Of those surveyed, 84% said their senior management believes that
information security is "important" or "extremely important." But the
following results indicate that that concern isn't translating into
action:
* Forty-one percent said they don't have
formal security policies.
* Three-quarters said they have no
incident response plans.
* More than half said they lack disaster
recovery plans.
* More than a third said they don't
monitor their networks for suspicious
activity.
* Fewer than one in five use encryption
technology to safeguard sensitive
information.
The survey also spotlights a basic misunderstanding of information
security dangers. Asked to identify threats, respondents were almost twice
as likely to cite hackers as employees, but studies have shown that the
overwhelming majority of security breaches come from inside the company.
Thirty-two percent of the managers surveyed said security is the biggest
barrier to electronic commerce. (Inadequate technology was cited by 26%,
and unfavorable economics was mentioned by 25%.) But there were
encouraging signs that the security barrier is beginning to yield: The
survey showed a sharp reduction in just a year in the number of complaints
about the adequacy of security products.
"Over the past two years, security awareness has definitely increased,"
says John Darbyshire, a partner at Ernst & Young LLP and head of the
firm's security practice. "But many people are still not acting on it, and
senior management isn't putting its checkbook where it needs to be just
yet."
Friendly Attacks
One way to get management to take information security seriously is to
perform penetration testing, in which a company uses automated tools to
probe its own systems for security holes. That shows management the
vulnerabilities that are found and their implications, Darbyshire says.
"There's shock value in attack and penetration work," he notes. John
Wylder, a senior vice president at SunTrust Banks, Inc. in Atlanta, agrees
that showing management the results of penetration tests can be effective,
provided security vulnerabilities are related clearly to business
concepts. "You can say that they could have downloaded the customer list
for your Jacksonville office — that will get their attention," he says.
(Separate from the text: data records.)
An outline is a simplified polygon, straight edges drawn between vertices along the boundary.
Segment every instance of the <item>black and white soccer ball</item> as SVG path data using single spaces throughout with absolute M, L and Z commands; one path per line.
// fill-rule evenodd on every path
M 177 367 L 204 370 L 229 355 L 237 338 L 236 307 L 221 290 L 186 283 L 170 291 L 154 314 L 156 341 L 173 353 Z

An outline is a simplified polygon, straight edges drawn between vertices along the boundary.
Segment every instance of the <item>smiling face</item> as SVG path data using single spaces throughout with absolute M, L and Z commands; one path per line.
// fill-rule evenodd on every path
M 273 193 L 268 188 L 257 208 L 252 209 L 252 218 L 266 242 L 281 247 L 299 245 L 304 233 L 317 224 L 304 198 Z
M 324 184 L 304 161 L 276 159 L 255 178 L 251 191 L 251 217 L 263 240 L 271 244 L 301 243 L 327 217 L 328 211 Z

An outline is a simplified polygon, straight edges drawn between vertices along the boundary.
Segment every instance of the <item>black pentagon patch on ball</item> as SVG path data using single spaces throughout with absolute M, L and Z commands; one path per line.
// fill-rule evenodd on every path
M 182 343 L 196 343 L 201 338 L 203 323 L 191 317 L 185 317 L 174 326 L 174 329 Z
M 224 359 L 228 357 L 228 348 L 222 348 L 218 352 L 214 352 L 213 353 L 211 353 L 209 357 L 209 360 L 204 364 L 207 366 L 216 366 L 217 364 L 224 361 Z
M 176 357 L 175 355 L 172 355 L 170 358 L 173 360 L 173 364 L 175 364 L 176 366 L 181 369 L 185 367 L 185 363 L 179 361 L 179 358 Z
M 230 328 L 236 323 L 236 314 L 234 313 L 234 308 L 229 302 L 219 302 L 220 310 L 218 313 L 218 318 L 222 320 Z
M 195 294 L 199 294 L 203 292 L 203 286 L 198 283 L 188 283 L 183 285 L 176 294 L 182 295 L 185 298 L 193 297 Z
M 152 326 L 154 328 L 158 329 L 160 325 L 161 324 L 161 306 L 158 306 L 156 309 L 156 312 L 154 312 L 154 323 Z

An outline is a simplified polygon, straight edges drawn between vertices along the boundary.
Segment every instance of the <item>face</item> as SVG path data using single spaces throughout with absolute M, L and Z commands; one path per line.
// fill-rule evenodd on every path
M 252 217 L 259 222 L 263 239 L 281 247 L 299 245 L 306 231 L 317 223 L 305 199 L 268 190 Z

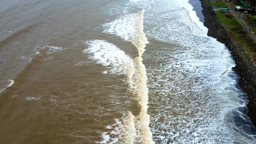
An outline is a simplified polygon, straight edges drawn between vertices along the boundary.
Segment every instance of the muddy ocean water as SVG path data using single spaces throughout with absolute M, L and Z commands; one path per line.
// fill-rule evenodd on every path
M 0 143 L 255 143 L 234 61 L 188 0 L 0 3 Z

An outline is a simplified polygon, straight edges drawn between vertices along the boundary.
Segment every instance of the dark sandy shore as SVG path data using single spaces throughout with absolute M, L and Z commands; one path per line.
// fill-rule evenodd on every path
M 198 15 L 198 16 L 200 19 L 200 21 L 203 23 L 204 26 L 207 27 L 208 29 L 207 35 L 209 36 L 213 37 L 217 39 L 217 40 L 219 42 L 225 44 L 225 40 L 222 38 L 222 36 L 219 35 L 217 32 L 218 29 L 217 29 L 216 26 L 214 25 L 214 22 L 212 15 L 210 13 L 210 10 L 207 6 L 205 0 L 197 0 L 198 1 L 200 2 L 201 4 L 201 7 L 203 8 L 202 10 L 201 8 L 198 8 L 198 2 L 196 1 L 193 0 L 190 0 L 189 1 L 190 3 L 194 7 L 194 10 L 197 12 L 197 14 Z M 203 15 L 203 17 L 201 16 L 201 14 Z M 240 76 L 240 72 L 236 66 L 234 68 L 233 70 Z M 246 89 L 245 85 L 242 79 L 240 79 L 238 85 L 240 88 L 243 90 L 243 91 L 246 93 L 249 98 L 251 97 L 251 93 L 250 91 L 248 89 Z M 255 127 L 256 127 L 256 115 L 255 115 L 255 111 L 256 111 L 255 108 L 251 106 L 252 105 L 251 105 L 251 103 L 253 102 L 252 101 L 249 101 L 249 103 L 247 105 L 247 106 L 249 109 L 249 112 L 247 114 L 247 115 L 251 119 L 251 121 L 254 125 Z
M 219 42 L 225 44 L 225 41 L 223 40 L 222 37 L 217 32 L 218 30 L 214 25 L 213 17 L 211 15 L 208 7 L 205 1 L 204 0 L 199 0 L 201 2 L 201 7 L 203 8 L 202 12 L 204 16 L 204 23 L 203 25 L 209 29 L 207 33 L 208 36 L 217 39 L 217 40 Z M 236 68 L 236 66 L 233 69 L 239 75 L 240 75 L 240 72 L 239 72 L 239 70 Z M 251 95 L 250 92 L 246 89 L 242 79 L 240 79 L 238 85 L 243 91 L 247 94 L 249 97 L 250 98 Z M 249 104 L 247 105 L 249 109 L 249 112 L 247 114 L 247 115 L 251 119 L 251 121 L 253 125 L 254 125 L 254 126 L 256 127 L 256 115 L 254 114 L 254 111 L 256 111 L 256 110 L 254 108 L 250 106 L 251 105 L 250 105 L 251 102 L 253 102 L 251 101 L 249 101 Z

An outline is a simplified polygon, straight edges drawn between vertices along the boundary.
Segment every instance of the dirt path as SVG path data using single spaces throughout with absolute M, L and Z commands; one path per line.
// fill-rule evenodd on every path
M 235 0 L 226 1 L 226 0 L 222 0 L 223 3 L 226 4 L 230 9 L 229 12 L 236 17 L 236 20 L 243 26 L 244 29 L 246 29 L 247 27 L 250 27 L 250 26 L 243 20 L 242 16 L 242 15 L 247 15 L 247 14 L 235 11 L 233 9 L 234 6 L 235 5 L 234 1 Z M 256 35 L 255 33 L 252 33 L 252 32 L 253 32 L 252 29 L 251 29 L 249 30 L 246 30 L 246 31 L 248 33 L 249 36 L 254 41 L 254 43 L 256 43 Z

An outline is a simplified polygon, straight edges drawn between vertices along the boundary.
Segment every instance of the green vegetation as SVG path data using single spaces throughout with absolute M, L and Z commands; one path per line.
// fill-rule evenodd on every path
M 217 7 L 219 7 L 220 6 L 224 6 L 225 4 L 223 2 L 217 2 L 215 1 L 213 1 L 212 2 L 212 4 L 213 6 L 216 6 Z
M 243 29 L 243 26 L 236 21 L 235 17 L 228 12 L 217 11 L 217 13 L 219 20 L 227 28 L 229 35 L 233 39 L 249 52 L 249 54 L 251 52 L 256 52 L 256 49 L 254 48 L 255 46 L 253 42 L 246 30 Z M 246 54 L 244 56 L 247 58 L 249 56 Z
M 254 33 L 256 33 L 256 19 L 254 19 L 254 17 L 256 18 L 256 16 L 251 16 L 249 15 L 248 15 L 246 17 L 243 19 L 250 26 L 250 27 L 252 29 Z
M 219 11 L 217 12 L 217 14 L 220 20 L 229 28 L 234 28 L 241 26 L 235 17 L 231 16 L 230 18 L 227 18 Z
M 248 55 L 247 53 L 244 53 L 243 54 L 243 56 L 244 56 L 244 57 L 245 57 L 246 58 L 249 58 L 249 55 Z

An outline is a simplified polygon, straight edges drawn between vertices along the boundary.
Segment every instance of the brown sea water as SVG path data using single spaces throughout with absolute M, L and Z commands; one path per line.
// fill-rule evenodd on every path
M 230 55 L 187 1 L 0 3 L 0 143 L 254 142 Z

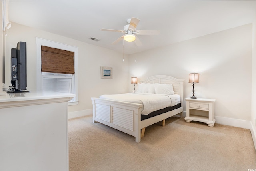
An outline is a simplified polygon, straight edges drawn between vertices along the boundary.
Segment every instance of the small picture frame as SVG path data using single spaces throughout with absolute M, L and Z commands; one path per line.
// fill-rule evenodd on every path
M 100 75 L 101 78 L 112 79 L 113 72 L 112 71 L 112 67 L 101 66 Z

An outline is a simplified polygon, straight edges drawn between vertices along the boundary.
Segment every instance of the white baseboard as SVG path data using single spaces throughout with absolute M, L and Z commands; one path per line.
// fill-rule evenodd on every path
M 255 127 L 253 126 L 253 125 L 252 122 L 251 122 L 250 125 L 251 126 L 251 128 L 250 130 L 251 130 L 251 134 L 252 134 L 252 140 L 253 140 L 253 143 L 254 144 L 254 147 L 255 148 L 255 150 L 256 151 L 256 131 L 255 129 Z
M 88 110 L 81 110 L 80 111 L 68 112 L 68 119 L 75 118 L 76 117 L 88 115 L 92 115 L 92 109 Z

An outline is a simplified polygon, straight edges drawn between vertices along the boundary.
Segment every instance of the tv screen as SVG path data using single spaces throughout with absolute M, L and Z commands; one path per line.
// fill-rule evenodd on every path
M 12 48 L 11 79 L 12 87 L 8 92 L 28 92 L 27 89 L 26 43 L 19 42 Z

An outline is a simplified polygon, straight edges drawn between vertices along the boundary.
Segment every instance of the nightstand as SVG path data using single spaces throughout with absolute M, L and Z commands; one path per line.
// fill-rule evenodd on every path
M 185 118 L 186 122 L 190 122 L 191 121 L 195 121 L 204 122 L 209 127 L 214 126 L 215 123 L 214 118 L 215 99 L 186 98 L 184 100 L 187 103 L 187 117 Z M 208 111 L 208 116 L 205 116 L 190 114 L 190 109 Z

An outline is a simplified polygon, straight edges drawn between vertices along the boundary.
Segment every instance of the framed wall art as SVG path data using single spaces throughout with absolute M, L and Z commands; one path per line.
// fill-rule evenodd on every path
M 100 75 L 100 78 L 101 78 L 112 79 L 113 72 L 112 71 L 112 67 L 101 66 Z

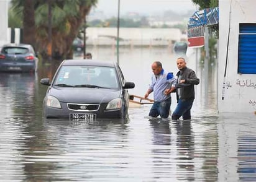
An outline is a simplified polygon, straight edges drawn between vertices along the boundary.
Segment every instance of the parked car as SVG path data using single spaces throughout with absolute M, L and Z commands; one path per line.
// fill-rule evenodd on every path
M 30 45 L 4 45 L 0 51 L 0 71 L 34 72 L 37 69 L 38 61 Z
M 173 51 L 176 54 L 186 54 L 188 43 L 185 41 L 176 41 L 173 45 Z
M 76 38 L 73 41 L 72 46 L 74 50 L 81 51 L 84 49 L 83 40 L 79 38 Z
M 48 85 L 43 102 L 46 118 L 94 121 L 98 118 L 126 118 L 129 94 L 134 83 L 127 82 L 114 62 L 64 60 Z

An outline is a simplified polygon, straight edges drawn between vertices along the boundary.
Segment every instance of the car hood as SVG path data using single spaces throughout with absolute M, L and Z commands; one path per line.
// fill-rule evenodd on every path
M 121 90 L 98 88 L 52 87 L 48 93 L 61 102 L 102 103 L 120 97 Z

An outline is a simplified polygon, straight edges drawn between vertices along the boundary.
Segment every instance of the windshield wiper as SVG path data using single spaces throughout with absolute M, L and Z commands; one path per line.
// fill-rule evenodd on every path
M 59 87 L 73 87 L 73 85 L 67 85 L 67 84 L 55 84 L 55 86 L 59 86 Z
M 110 88 L 108 88 L 108 87 L 101 87 L 98 85 L 90 85 L 90 84 L 76 85 L 74 85 L 74 87 L 89 87 L 89 88 L 103 88 L 103 89 L 110 89 Z

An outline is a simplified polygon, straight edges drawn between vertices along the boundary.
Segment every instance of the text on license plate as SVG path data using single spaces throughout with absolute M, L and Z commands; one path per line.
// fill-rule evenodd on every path
M 88 121 L 93 121 L 96 120 L 96 114 L 85 114 L 85 113 L 70 113 L 70 119 L 83 119 Z
M 9 70 L 21 70 L 21 67 L 9 67 Z

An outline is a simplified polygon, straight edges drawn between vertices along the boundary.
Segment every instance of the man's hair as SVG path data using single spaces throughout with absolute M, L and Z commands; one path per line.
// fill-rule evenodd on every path
M 155 64 L 157 64 L 157 67 L 160 67 L 161 68 L 163 67 L 161 62 L 160 61 L 155 61 Z
M 180 57 L 180 58 L 178 58 L 176 60 L 178 60 L 178 59 L 183 59 L 183 60 L 184 61 L 184 62 L 185 62 L 185 63 L 186 63 L 185 58 L 184 58 Z

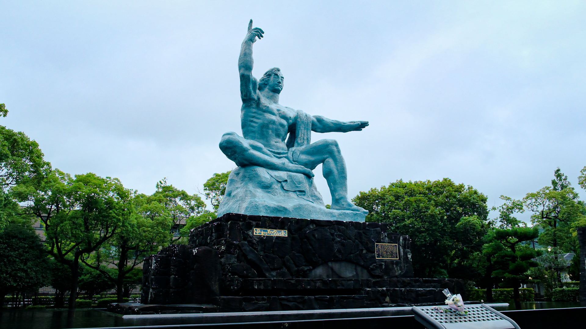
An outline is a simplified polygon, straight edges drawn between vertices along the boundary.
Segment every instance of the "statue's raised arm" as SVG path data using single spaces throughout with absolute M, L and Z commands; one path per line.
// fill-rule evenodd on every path
M 253 43 L 258 37 L 263 37 L 264 31 L 260 28 L 252 28 L 253 20 L 248 23 L 248 29 L 242 42 L 240 56 L 238 59 L 238 71 L 240 74 L 240 97 L 243 102 L 256 98 L 258 83 L 253 76 Z

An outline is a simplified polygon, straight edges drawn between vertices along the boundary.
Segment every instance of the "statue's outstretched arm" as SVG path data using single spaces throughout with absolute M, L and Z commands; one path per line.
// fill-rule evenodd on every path
M 368 121 L 338 121 L 321 115 L 314 115 L 311 119 L 311 130 L 315 132 L 348 132 L 360 131 L 367 126 Z
M 248 30 L 242 42 L 240 56 L 238 59 L 238 71 L 240 74 L 240 97 L 243 101 L 256 98 L 258 82 L 253 76 L 253 43 L 263 37 L 264 31 L 259 28 L 252 28 L 253 20 L 248 23 Z

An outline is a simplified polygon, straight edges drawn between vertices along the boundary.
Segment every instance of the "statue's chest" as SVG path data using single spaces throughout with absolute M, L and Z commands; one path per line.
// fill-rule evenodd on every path
M 293 122 L 297 115 L 295 110 L 280 104 L 263 104 L 261 105 L 260 109 L 265 115 L 278 118 L 286 122 L 288 125 Z

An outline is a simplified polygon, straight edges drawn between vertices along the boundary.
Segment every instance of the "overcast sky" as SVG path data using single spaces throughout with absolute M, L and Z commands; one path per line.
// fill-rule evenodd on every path
M 149 194 L 166 177 L 196 193 L 234 166 L 217 145 L 241 134 L 237 61 L 251 18 L 265 32 L 254 74 L 281 68 L 281 104 L 370 121 L 312 136 L 339 142 L 351 197 L 449 177 L 492 206 L 548 185 L 558 166 L 580 190 L 585 17 L 571 1 L 0 0 L 0 124 L 66 172 Z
But at least one security professional advises security managers to
deliver a positive message whenever possible. Management becomes weary and
skeptical of gloom-and-doom scenarios, particularly if the company has
never suffered a loss, says Paul Jansen, manager of information security
at USA Group, Inc. in Indianapolis.
For example, USA Group used a firewall for Internet access, but Jansen
wanted to add another to tighten security on the company's extranet, which
was used by customers. Instead of telling management all the terrible
things customers might do to the company's systems, he showed that
dedicating a gateway to customers could improve security and provide
better service. His request was approved.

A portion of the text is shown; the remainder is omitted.